Duke Gets Another Shot at UConn Women

The last time the UConn women's team faced Duke it was late January and they won by 36 points. That night the Huskies went on a 13-0 run to start, Duke began 0-for-12 from the floor, and save the 35 minutes of basketball that remained, the game was over. The teams will meet again Tuesday in the NCAA Tournament, this time for the right to go to the Final Four.

The Huskies are coming off one of their toughest wins of the season, a 68-63 victory over a tenacious Georgetown team that only succumbed after Lorin Dixon kick-started a late Huskies rally. Duke made it to the Elite 8 by staving off two DePaul rallies to win, 70-63.

And now, the rematch. "That game, we, I can't even explain what happened in the first half," Karima Christmas said of the first UConn meeting shortly after dropping 23 points on DePaul. "It just kind of put us in a place where we didn't want to be and didn't expect to be."

Duke coach Joanne P. McCallie added "I don't really have anything else to say about that … We got thumped. We moved on and then beat the next team by 24. From there, we got better and better and better."

It is ironic that the Duke women's team is being subjected to the same pregame treatment many Duke men's team's opponents face. One way to quell the doubters: win. This little fact isn't lost on the Blue Devils.

"I think any team that you have lost to, you want to play again," Duke senior guard Jasmine Thomas said. "It's very motivational to get another chance to play [Connecticut], and you just go in with the mindset that you get a chance to continue your season."

"We approach each game and focus mostly on what we are doing and what we can do better," freshman Haley Peters said. "I do not think we would be here if we didn't think we could win."

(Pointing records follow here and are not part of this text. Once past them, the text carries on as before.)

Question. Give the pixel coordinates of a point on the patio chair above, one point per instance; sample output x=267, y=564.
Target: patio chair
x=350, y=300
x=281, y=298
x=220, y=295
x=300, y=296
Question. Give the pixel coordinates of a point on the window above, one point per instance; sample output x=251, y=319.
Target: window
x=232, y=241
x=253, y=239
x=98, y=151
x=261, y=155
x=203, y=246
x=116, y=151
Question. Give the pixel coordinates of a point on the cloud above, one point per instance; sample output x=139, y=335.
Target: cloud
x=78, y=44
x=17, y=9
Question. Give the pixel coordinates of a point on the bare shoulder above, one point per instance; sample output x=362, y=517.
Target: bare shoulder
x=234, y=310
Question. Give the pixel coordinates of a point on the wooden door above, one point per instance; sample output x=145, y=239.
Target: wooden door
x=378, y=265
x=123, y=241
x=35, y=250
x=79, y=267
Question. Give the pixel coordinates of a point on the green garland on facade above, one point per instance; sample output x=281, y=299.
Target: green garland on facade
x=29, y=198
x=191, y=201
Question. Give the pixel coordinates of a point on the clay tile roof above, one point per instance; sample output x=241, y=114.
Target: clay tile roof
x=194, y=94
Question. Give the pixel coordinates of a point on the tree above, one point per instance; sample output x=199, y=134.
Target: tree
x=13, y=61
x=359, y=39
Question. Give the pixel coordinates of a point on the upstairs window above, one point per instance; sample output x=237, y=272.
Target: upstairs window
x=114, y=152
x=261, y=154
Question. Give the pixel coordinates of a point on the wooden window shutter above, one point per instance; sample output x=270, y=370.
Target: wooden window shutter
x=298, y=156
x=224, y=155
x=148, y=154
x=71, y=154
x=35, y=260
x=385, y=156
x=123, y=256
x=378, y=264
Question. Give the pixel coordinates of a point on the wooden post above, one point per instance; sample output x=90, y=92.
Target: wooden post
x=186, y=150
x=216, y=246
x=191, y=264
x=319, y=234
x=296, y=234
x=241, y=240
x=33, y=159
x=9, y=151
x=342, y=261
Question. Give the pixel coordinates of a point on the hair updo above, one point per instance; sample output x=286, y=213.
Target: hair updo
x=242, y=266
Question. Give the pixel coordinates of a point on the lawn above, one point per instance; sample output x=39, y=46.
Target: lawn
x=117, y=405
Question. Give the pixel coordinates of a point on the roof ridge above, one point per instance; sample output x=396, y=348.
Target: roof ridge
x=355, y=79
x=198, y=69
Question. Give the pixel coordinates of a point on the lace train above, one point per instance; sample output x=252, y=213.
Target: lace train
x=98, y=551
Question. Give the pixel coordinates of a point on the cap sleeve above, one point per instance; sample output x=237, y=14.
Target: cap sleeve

To recap: if the media would let them, Duke would like to put the 36-point loss behind them.

As for the Huskies, they have their own concerns, chief among them: how to avoid another slow start like they had against Georgetown, and more than that, how to get Maya Moore involved in the offense early. Coach Geno Auriemma admitted as much Monday, when he pointed out that his 2009 and 2010 national championship squads had fewer holes than his current team.

"We're vulnerable because you have to be able to do a lot of things well in the NCAA tournament to win a national championship," Auriemma explained. "The teams that are playing this weekend, and next weekend if you're fortunate enough to get to next weekend, have the ability to take you out of some of the things you do. And when they do, you have to have something to come back at them with.

"So that over a period of 40 minutes, everything they try to take away, there's something else that they can't. The last two years there was nothing anybody could do to keep us from winning."

Against the Hoyas, that meant going with a smaller lineup, basically swapping senior reserve guard Lorin Dixon for freshman center Stefanie Dolson, who scored 24 points in the previous Georgetown meeting. To Dolson's credit, she was unaffected by her second-half stint on the bench. "Lorin Dixon went in and it was a complete game-changer," Dolson said. "To me, it didn't matter. Whatever worked, worked…They did a great job, so for me not to be in the game doesn't mean that I still wasn't a part of things."

Dolson will no doubt be in the lineup against Duke and the hope is that she dominates the boards and gives the Huskies an intimidating inside presence. But if the Blue Devils are able to contain her like the Hoyas did, Auriemma could again look to Dixon, who has the full confidence of her teammates.

"Lorin brings so much energy, just her personality, her style of play," Moore said. "I think a perfect definition of what she can do was [against Georgetown], coming in bringing the defensive energy and getting us going. When she is playing confident with the urgency we have as seniors, you can't really replace that."

The fun begins Tuesday at 7 p.m. on ESPN.